SSANU, NASU Reject UTAS, Propose Separate Payment Platform, Says Ngige

The Non-Academic Staff Union of Universities (NASU) and the Senior Staff Association of Universities (SSANU) have kicked against the payment system proposed by the Academic Staff Union of Universities (ASUU).

ASUU had asked the Federal Government to adopt the University Transparency Account System (UTAS), rather than the Integrated Payroll and Personnel Information System (IPPIS), for the payment of lecturers’ salaries and allowances.

The Minister of Labour and Employment, Dr Chris Ngige, disclosed the position of NASU and SSANU to reporters on Thursday at the National Assembly complex in Abuja, the nation’s capital.

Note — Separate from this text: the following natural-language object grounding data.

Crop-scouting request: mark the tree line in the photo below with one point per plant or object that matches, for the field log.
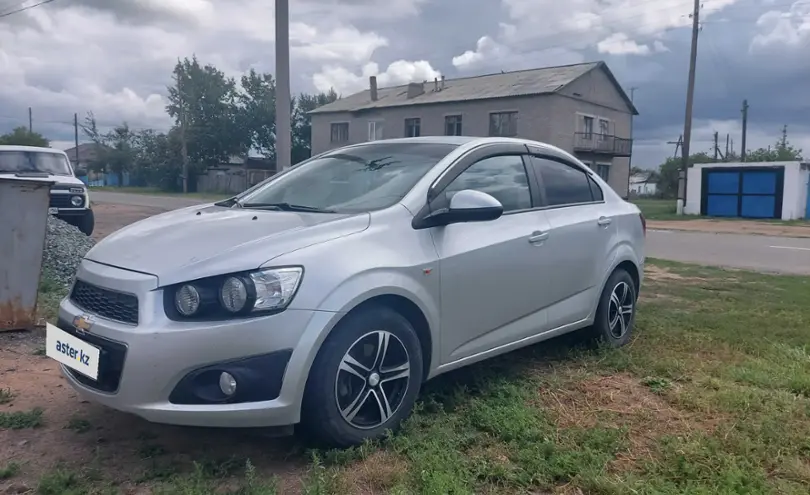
(218, 116)
(666, 176)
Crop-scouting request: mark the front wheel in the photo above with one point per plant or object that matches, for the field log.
(364, 380)
(613, 324)
(87, 222)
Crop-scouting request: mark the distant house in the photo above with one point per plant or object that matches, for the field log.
(88, 152)
(643, 185)
(580, 108)
(237, 175)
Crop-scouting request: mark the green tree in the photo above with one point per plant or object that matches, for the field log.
(21, 136)
(116, 149)
(205, 101)
(302, 122)
(258, 108)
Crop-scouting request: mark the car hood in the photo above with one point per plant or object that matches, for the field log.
(201, 241)
(58, 180)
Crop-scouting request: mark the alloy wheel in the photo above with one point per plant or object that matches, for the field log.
(372, 379)
(620, 310)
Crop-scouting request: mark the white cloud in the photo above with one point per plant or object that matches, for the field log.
(620, 44)
(345, 82)
(790, 29)
(616, 27)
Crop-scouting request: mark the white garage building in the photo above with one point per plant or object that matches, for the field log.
(779, 190)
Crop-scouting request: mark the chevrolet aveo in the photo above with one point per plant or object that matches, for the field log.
(328, 294)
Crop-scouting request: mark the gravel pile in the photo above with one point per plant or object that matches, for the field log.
(65, 246)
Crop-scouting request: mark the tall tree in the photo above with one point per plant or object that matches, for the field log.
(205, 100)
(21, 136)
(302, 122)
(258, 106)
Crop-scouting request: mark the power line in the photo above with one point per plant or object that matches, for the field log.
(23, 9)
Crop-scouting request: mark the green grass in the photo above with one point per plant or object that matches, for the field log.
(712, 397)
(157, 192)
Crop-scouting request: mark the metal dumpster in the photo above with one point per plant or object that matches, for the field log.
(23, 223)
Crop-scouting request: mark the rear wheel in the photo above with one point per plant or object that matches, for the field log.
(615, 315)
(364, 380)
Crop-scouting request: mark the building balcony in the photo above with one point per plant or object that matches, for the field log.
(602, 144)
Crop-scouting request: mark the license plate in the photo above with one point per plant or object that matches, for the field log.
(71, 351)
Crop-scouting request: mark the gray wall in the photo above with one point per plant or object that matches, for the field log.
(548, 118)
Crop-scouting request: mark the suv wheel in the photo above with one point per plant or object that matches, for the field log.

“There are other unions in the university system that are saying they will develop their own system, and that they are not going to go on to UTAS – Senior Staff Association of Universities (SSANU), Non-Academic Staff Union of Universities (NASU), National Association of Academic Technologists (NAAT), … ASUU is not the only union in the university,” he told journalists after defending the budget of his ministry in the Senate.

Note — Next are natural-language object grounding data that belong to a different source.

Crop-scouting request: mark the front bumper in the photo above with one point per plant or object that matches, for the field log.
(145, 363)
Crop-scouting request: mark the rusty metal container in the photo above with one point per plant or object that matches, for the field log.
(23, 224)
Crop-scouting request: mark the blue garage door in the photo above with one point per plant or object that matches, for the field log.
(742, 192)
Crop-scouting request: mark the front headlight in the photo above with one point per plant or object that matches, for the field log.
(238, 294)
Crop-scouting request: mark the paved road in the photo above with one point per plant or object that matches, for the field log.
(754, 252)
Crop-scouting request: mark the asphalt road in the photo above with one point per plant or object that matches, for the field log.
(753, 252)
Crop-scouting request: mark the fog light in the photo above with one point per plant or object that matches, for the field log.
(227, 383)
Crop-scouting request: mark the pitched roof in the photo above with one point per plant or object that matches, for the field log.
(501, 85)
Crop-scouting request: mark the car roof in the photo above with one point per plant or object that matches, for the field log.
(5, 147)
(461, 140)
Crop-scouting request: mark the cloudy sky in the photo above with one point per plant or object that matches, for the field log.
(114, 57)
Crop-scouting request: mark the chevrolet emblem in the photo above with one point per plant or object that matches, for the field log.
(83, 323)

A file photo of the Minister of Labour, Chris Ngige.

 

Ngige stated that the government was making effort to meet up with ASUU’s demands but warned against the use of different payment platforms in Nigerian universities.

He stressed that it was important for the government to ensure that the concerns of SSANU, NASU, NAAT, and others were addressed while working to ensure the return of the lecturers to the classroom.

The minister, however, hinted that the payment system proposed by ASUU had been forwarded to the National Information Technology Development Agency (NITDA) for assessment.

He said, “If we ignore those people and what they are saying, even if ASUU calls off the strike, they will close the lecture halls, they will close the laboratories, they will close even the gates.

“It has happened before, entry gates into the universities; we don’t want that to happen. That is why we are taking them holistically and going in measure steps to be sure that we carry everybody along.”

ASUU has been on strike for nearly seven months and one of the union’s demands is to have its own payment system separate from the government’s IPPIS.

Several meetings between the union and the government have ended without a definite conclusion, raising concerns on the part of students who have been out of the classroom since March.